Is this polynomial irreducible? $h(x, y) = x^2\ − y^3 \in \mathbb{Q}[x,y]$

Question

$h(x, y) = x^2\ − y^3 \in \mathbb{Q}[x,y]$

I am trying to figure out if this polynomial is irreducible. I believe it is, but I am not sure how to show this. Any help would be great!

Answer 1

Hint: If $x^2-y^3=fg$, what can you say about the degrees of $f$ and $g$?

Answer 2

A sketch:

If $x^2-y^3$ were not irreducible, seen as a polynomial in $\mathbf Q[x][y]$, it would factor as $$x^2-y^3=\bigl(x-p(y)\bigr)\bigl(x-q(y)\bigr)=x^2-\bigl(p(y)+q(y)\bigr)x+p(y)q(y).$$ Deduce that $\;\deg y^3$ should be even.

Answer 3

Consider the ring homomorphism $\phi : \mathbb{Q}[x,y] \to \mathbb{Q}[t]$, $p(x,y) \mapsto p(t^3, t^2)$. We claim that the kernel of this homomorphism is the ideal generated by $h(x,y) = x^2 - y^3$.

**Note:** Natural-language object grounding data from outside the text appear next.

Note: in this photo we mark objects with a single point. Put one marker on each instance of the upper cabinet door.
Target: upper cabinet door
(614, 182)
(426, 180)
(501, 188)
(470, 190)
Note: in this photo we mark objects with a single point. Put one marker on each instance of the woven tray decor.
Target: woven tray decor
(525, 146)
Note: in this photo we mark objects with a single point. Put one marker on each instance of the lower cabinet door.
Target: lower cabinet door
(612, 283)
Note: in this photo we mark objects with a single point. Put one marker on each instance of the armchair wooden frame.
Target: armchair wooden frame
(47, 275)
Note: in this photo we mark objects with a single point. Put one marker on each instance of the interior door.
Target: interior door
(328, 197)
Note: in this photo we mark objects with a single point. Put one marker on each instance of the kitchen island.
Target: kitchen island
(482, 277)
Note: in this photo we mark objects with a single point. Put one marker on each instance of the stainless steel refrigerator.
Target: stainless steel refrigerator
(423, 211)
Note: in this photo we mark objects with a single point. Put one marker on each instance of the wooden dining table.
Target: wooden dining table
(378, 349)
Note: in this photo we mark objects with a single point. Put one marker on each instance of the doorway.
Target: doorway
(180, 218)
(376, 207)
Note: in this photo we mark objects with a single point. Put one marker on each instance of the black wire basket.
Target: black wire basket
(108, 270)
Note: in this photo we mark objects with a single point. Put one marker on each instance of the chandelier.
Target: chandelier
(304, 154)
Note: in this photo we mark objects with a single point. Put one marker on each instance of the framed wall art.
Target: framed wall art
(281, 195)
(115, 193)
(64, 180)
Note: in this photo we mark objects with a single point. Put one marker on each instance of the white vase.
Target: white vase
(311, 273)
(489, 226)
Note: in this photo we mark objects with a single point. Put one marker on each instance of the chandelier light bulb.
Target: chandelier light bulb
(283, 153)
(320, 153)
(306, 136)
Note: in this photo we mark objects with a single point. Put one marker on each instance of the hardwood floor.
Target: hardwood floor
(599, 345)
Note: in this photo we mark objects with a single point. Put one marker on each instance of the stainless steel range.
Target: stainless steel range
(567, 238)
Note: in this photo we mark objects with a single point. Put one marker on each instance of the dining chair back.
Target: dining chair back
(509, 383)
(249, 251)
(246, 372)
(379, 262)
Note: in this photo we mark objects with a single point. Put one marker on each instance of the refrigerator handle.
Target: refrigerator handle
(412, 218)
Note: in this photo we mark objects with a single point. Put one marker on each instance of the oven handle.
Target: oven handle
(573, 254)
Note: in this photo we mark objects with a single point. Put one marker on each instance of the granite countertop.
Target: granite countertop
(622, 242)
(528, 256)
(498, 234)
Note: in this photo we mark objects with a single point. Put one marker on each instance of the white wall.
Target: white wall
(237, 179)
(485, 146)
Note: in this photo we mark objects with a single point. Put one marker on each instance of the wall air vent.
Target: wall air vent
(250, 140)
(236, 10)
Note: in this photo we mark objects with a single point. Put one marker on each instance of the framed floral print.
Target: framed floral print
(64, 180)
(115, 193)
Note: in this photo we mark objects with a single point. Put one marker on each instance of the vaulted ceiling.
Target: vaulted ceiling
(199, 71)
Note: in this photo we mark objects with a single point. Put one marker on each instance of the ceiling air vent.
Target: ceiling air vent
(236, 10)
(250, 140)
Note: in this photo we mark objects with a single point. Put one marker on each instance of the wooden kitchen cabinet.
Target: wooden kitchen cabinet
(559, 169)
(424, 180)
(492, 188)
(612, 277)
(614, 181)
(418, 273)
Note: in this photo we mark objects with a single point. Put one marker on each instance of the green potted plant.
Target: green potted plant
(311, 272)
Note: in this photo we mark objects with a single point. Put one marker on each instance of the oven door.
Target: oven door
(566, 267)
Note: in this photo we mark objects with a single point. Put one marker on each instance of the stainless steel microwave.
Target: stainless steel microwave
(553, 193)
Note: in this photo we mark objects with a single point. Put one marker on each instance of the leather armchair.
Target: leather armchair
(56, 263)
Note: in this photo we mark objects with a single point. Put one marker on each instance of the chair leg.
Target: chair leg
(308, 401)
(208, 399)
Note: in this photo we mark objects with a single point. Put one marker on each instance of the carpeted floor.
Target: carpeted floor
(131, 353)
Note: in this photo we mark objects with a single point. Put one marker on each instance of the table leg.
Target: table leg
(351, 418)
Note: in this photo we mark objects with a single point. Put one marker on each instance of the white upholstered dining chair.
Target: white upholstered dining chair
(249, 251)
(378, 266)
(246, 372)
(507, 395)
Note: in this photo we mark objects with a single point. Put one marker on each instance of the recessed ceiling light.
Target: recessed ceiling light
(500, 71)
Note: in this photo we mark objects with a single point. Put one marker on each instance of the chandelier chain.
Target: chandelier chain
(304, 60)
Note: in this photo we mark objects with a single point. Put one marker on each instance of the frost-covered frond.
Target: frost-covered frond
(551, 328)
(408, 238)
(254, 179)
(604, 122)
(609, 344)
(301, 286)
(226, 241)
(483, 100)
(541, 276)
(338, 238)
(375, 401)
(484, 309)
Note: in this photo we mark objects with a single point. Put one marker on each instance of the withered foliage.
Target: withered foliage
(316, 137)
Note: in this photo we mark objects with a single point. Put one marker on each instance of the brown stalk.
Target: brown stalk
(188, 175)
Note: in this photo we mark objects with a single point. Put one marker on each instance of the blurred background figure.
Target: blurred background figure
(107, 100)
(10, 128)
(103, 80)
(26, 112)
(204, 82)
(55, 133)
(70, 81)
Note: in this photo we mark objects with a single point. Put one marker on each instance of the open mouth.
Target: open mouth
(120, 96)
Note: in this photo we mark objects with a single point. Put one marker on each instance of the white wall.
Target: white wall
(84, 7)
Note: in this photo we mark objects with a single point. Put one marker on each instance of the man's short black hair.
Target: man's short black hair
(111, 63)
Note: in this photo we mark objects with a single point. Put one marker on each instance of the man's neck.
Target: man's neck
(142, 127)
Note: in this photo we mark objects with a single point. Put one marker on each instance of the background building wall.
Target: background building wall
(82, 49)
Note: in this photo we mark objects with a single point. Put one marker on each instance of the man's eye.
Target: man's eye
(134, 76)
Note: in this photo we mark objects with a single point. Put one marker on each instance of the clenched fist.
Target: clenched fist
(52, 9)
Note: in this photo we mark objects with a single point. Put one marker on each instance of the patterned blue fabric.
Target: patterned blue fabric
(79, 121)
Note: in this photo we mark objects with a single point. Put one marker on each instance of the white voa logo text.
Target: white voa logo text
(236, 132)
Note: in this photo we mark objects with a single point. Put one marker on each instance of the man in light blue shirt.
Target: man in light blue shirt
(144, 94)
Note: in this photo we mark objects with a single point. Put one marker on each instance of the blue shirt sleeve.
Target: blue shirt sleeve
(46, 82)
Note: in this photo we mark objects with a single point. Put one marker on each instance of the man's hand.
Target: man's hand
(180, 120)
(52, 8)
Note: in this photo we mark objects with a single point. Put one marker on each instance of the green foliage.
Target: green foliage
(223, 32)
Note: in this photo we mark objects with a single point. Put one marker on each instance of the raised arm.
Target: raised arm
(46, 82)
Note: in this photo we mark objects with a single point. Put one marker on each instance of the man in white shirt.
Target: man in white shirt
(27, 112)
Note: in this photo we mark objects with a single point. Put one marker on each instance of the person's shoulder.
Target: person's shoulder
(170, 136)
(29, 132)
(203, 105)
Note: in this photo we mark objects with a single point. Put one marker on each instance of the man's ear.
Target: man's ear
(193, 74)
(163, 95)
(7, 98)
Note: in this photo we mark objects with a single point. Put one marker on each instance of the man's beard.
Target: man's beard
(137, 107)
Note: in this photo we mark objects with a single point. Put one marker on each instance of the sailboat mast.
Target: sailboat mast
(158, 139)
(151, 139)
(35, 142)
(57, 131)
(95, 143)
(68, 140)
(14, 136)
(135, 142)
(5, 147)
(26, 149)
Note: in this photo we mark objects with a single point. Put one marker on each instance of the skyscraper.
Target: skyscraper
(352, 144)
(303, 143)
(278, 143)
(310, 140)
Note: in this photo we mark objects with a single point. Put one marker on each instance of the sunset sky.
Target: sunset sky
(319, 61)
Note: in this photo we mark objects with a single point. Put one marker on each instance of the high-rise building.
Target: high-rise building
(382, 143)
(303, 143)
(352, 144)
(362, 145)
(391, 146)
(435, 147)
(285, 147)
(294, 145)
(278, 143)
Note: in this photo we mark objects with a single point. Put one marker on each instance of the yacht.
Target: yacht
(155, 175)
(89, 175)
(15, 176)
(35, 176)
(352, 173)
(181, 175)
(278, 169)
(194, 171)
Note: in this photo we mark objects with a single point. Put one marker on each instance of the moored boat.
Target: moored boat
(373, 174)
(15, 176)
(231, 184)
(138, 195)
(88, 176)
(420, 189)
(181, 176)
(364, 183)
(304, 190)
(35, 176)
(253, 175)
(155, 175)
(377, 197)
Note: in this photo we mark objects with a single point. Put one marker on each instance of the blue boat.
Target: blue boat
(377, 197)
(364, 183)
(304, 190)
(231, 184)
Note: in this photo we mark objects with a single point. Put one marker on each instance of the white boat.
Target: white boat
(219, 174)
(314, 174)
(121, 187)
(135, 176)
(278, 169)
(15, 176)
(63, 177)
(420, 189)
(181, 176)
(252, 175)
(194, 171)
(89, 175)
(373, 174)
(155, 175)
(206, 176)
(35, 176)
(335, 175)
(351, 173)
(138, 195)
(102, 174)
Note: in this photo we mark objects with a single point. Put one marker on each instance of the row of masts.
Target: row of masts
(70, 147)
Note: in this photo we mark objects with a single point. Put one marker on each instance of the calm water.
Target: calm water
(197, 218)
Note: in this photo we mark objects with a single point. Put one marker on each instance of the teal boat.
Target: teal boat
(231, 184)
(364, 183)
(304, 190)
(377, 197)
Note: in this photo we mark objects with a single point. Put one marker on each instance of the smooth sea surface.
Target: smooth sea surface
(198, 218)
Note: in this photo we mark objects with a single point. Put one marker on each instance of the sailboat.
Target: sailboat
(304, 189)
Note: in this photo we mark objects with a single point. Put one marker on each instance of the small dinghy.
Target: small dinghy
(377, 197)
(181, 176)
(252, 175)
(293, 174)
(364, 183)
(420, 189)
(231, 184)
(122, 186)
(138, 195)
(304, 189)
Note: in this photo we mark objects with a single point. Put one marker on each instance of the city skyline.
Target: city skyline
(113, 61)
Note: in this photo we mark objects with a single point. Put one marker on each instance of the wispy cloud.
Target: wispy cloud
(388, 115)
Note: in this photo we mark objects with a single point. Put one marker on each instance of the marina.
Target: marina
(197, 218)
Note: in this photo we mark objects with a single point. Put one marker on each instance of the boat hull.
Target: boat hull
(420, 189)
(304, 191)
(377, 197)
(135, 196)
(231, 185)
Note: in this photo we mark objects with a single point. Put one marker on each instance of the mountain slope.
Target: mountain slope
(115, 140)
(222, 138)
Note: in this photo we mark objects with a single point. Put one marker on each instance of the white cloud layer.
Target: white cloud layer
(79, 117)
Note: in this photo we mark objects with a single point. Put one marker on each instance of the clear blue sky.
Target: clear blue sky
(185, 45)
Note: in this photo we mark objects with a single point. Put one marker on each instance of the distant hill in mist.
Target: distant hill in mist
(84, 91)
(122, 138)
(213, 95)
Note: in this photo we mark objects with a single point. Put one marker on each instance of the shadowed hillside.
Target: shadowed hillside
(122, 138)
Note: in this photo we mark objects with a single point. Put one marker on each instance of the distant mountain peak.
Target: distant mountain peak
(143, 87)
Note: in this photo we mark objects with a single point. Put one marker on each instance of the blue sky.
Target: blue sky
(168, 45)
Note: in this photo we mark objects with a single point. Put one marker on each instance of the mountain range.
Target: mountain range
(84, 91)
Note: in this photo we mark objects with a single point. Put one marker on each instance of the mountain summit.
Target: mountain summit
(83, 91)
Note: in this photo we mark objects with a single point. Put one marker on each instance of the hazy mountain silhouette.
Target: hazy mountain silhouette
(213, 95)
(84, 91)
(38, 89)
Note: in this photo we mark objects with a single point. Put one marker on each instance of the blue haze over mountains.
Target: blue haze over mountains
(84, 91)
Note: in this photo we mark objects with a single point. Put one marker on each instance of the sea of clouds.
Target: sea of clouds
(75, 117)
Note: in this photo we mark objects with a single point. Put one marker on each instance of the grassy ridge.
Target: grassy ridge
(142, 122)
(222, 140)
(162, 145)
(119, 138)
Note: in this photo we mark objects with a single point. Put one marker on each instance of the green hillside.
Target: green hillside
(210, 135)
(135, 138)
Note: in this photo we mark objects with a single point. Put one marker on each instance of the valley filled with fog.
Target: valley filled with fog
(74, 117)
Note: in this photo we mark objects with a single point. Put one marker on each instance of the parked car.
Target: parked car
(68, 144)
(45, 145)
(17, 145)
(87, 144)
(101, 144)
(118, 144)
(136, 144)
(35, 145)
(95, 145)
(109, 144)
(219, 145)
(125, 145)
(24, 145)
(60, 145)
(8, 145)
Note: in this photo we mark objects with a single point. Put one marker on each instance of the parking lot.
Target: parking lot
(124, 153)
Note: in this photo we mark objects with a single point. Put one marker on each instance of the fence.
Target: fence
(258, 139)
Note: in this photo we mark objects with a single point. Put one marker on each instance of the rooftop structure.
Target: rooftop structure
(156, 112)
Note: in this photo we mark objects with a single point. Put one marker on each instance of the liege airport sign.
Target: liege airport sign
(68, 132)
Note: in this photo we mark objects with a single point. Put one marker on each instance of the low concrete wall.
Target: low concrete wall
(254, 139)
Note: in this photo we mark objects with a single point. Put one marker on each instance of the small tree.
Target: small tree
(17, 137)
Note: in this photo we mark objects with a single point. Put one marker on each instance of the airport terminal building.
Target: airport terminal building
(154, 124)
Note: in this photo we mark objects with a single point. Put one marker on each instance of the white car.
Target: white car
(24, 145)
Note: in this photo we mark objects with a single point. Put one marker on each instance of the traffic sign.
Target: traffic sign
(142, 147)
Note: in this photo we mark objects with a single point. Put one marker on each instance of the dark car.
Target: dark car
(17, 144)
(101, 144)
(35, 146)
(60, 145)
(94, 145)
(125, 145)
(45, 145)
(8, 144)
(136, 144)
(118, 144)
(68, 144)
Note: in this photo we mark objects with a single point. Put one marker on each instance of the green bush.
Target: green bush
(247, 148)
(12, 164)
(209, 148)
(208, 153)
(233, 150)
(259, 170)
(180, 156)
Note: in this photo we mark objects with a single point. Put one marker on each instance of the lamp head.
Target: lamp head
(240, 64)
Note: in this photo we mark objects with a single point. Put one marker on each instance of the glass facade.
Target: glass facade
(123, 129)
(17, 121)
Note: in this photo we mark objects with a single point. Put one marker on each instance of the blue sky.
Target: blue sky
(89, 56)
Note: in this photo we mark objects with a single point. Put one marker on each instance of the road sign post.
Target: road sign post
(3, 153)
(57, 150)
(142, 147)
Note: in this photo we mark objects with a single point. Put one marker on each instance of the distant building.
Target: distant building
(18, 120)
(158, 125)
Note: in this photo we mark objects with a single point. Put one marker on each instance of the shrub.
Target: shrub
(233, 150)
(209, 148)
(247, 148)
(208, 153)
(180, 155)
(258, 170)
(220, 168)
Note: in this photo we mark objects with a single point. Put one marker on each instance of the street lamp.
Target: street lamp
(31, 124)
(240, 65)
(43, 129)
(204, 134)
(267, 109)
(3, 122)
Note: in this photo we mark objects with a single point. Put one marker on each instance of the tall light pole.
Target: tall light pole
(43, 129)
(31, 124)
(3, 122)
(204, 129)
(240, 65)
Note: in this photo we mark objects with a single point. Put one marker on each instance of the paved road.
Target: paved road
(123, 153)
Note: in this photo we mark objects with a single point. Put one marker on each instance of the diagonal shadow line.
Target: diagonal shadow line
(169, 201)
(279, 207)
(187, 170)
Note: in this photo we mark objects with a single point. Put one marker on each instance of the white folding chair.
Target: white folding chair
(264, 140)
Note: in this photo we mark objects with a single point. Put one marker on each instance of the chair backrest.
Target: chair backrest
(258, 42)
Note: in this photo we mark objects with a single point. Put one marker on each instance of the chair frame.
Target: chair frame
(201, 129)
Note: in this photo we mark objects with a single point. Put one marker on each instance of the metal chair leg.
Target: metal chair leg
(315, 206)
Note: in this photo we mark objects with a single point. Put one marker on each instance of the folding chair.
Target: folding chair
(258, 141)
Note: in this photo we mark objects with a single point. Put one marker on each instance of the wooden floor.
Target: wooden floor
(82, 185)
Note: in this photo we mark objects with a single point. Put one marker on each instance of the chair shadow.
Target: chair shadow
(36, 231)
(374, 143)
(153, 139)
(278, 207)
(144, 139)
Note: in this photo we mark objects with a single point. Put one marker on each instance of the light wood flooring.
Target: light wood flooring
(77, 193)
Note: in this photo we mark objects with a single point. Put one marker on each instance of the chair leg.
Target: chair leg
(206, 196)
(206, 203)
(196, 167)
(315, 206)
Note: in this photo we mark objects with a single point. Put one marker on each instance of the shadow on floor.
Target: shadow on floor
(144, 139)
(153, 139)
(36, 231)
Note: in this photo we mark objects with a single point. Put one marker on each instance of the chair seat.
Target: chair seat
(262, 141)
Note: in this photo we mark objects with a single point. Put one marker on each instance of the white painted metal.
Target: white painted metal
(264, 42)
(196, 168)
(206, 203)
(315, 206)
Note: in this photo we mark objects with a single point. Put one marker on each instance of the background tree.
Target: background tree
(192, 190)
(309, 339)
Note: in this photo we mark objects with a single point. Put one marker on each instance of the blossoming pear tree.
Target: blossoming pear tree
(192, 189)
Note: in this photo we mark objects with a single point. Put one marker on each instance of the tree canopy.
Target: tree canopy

Certainly, $h$ is in the kernel, so $\langle h \rangle \subseteq \ker(\phi)$. On the other hand, for any $p \in \mathbb{Q}[x, y]$, there exist some $r_0, r_1 \in \mathbb{Q}[y]$ such that $p \equiv r_0(y) + x r_1(y) \pmod{h}$. Then $\phi(p) = r_0(t^2) + t^3 r_1(t^2)$; in this expansion, $r_0(t^2)$ gives only even powers of $t$ whereas $t^3 r_1(t^2)$ gives only odd powers of $t$. Therefore, if $\phi(p) = 0$, then $r_0 = r_1 = 0$, so $p \equiv 0 \pmod{h}$, completing the proof that $\ker(\phi) \subseteq \langle h \rangle$.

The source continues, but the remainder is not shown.